I go out and try the door. It's open. I go out into the lobby and push the elevator button, feeling almost like I'm doing something wrong. I go downstairs and look around. I find the front door and step outside for a minute, kinky outfit and all, just to prove to myself I can. I stand there and breathe deeply for a minute.

I go back in and look for a phone. I find one in a study and call my parents' cell, telling them that I'm alive and coming home. They're not at home. They've taken my daughter to Disney World to try to cheer her up. They're ecstatic. I talk to my daughter, both of us crying. They're going to fly back as soon as they can, probably not until tomorrow evening at the earliest, so I won't be able to see my daughter quite yet. But I know I WILL see her now, so I can wait a little longer.
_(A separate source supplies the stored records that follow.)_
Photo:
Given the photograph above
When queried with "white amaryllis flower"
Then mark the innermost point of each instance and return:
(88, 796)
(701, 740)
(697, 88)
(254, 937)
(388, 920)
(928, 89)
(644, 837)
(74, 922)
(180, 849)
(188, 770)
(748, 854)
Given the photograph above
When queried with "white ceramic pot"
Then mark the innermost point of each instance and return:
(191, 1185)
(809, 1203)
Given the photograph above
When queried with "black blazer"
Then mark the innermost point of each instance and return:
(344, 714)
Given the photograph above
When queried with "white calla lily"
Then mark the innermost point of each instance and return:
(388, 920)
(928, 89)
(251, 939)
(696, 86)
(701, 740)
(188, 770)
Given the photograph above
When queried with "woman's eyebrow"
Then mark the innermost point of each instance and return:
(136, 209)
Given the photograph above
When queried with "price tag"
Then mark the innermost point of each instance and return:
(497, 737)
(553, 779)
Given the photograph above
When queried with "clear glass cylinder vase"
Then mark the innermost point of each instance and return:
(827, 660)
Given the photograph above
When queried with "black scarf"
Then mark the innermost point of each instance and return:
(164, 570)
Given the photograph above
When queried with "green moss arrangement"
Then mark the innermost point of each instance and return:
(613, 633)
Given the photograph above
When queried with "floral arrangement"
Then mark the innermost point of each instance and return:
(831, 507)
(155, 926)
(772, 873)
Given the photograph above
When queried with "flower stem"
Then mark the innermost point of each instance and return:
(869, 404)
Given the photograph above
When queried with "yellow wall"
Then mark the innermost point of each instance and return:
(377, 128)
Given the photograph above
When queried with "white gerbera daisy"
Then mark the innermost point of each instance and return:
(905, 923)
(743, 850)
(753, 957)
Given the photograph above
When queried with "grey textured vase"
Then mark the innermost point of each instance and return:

I hang up and sit, thinking. I have some more questions. I can't stand not knowing things. I'm not afraid of him keeping me here now. I still think he's an asshole, but I can tell he means what he says.

I go back upstairs. He's still there, on the bed, looking like a man who realizes his life is completely over. He's surprised to see me.

I'm mad about something. "What about Grieta, the cleaning lady? She said you would hurt her family if she helped me."